An efficient high-throughput screening assay for rapid directed evolution of halohydrin dehalogenase for preparation of β-substituted alcohols.

Abstract

Halohydrin dehalogenases (HHDHs) are an important class of enzymes for preparing optically active haloalcohols, epoxides, and β-substituted alcohols. However, natural HHDHs rarely meet the requirements of industrial applications. Here, a novel high-throughput screening (HTS) methodology for directed evolution of HHDH was developed based on the colorimetric determination of azide. In this method, azide was involved in the HHDH-catalyzed ring-opening process and the decrease of azide was used to quantitatively evaluate HHDH activity. The HTS methodology was simple and sensitive (ε460 = 1.2173 × 10(4) L mol(-1) cm(-1)) and could be performed in a microplate format using whole cells.
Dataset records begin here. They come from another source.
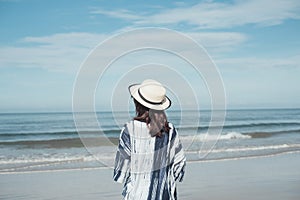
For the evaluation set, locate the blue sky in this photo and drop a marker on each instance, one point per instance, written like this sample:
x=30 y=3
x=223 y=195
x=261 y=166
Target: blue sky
x=254 y=43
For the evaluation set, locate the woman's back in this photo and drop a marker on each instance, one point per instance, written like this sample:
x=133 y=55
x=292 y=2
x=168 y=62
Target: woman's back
x=148 y=166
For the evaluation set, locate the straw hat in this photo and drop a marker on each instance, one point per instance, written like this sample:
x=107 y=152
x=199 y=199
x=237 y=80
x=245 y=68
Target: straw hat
x=151 y=94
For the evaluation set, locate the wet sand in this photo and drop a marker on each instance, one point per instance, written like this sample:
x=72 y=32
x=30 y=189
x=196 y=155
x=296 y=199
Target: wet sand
x=275 y=177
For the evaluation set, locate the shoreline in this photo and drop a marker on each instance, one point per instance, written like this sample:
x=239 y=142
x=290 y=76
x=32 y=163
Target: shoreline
x=273 y=177
x=188 y=162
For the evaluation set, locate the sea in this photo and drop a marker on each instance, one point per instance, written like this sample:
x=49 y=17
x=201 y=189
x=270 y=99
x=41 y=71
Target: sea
x=33 y=142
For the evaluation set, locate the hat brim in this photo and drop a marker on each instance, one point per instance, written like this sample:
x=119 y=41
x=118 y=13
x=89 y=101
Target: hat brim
x=133 y=90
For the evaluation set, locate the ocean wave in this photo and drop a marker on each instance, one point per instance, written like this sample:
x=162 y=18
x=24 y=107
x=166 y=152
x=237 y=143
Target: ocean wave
x=62 y=143
x=208 y=137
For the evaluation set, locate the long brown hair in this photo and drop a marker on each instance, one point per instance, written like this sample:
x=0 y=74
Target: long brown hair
x=155 y=119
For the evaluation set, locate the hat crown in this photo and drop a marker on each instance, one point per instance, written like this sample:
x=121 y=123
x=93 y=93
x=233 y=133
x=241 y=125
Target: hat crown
x=150 y=94
x=152 y=91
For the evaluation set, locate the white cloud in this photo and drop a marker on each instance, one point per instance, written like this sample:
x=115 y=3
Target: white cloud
x=260 y=63
x=214 y=15
x=66 y=51
x=122 y=13
x=61 y=52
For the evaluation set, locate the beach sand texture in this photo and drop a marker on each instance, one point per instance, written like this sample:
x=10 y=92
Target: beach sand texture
x=267 y=178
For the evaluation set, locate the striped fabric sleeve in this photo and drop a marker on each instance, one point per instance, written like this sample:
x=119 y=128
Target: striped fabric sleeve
x=122 y=160
x=179 y=159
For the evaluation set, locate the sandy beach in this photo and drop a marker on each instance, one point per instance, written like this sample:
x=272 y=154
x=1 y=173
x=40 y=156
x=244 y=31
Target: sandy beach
x=275 y=177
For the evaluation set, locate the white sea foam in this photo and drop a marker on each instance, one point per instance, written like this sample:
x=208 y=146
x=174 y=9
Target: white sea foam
x=207 y=137
x=252 y=148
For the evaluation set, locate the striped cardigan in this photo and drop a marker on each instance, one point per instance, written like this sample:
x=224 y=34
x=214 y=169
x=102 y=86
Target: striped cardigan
x=148 y=166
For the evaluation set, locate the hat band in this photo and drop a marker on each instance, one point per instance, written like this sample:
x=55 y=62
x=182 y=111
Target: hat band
x=151 y=102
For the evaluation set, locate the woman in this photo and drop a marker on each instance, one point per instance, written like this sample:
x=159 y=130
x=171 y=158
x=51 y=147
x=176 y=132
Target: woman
x=150 y=157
To verify the efficiency of the HTS methodology, it was adopted to engineer a HHDH (HHDH-PL) from Parvibaculum lavamentivorans DS-1, which was applied in the process for ethyl (R)-4-cyano-3-hydroxybutanoate (HN) by the conversion of ethyl (S)-4-chloro-3-hydroxybutanoate ((S)-CHBE)). A random mutant library containing 2500 colonies was screened using the HTS methodology, and three beneficial mutants F176M, A187R, and A187S were obtained. By combining the beneficial mutated residues, the variant F176M/A187R was identified with 2.8-fold higher catalytic efficiency for preparation of HN. The high-throughput colorimetric assay would be very useful for directed evolution of HHDH for preparing β-substituted alcohols.